Pardon’s the word to all! [1] Whatever folly men commit, be their shortcomings or their vices what they may, let us exercise forbearance; remembering that when these faults appear in others, it is our follies and vices that we behold. They are the shortcomings of humanity, to which we belong; whose faults, one and all, we share; yes, even those very faults at which we now wax so indignant, merely because they have not yet appeared in ourselves. They are faults that do not lie on the surface. But they exist down there in the depths of our nature; and should anything call them forth, they will come and show themselves, just as we now see them in others. One man, it is true, may have faults that are absent in his fellow; and it is undeniable that the sum total of bad qualities is in some cases very large; for the difference of individuality between man and man passes all measure.

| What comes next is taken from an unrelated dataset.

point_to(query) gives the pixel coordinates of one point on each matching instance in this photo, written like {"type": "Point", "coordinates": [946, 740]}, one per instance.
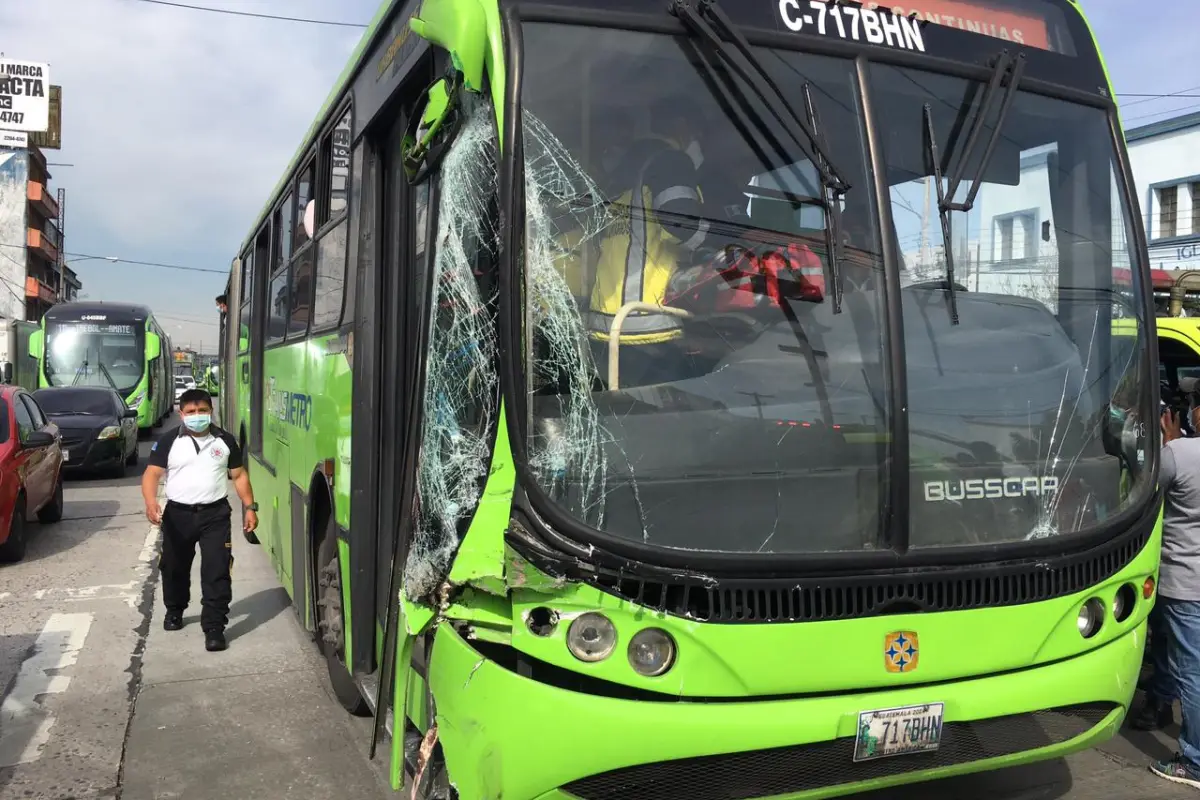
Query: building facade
{"type": "Point", "coordinates": [1165, 158]}
{"type": "Point", "coordinates": [33, 271]}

[Footnote 1: “Cymbeline,” Act v. Sc. 5.]
In fact, the conviction that the world and man is something that had better not have been, is of a kind to fill us with indulgence towards one another. Nay, from this point of view, we might well consider the proper form of address to be, not Monsieur, Sir, mein Herr, but my fellow-sufferer, Soci malorum, compagnon de miseres! This may perhaps sound strange, but it is in keeping with the facts; it puts others in a right light; and it reminds us of that which is after all the most necessary thing in life—the tolerance, patience, regard, and love of neighbor, of which everyone stands in need, and which, therefore, every man owes to his fellow.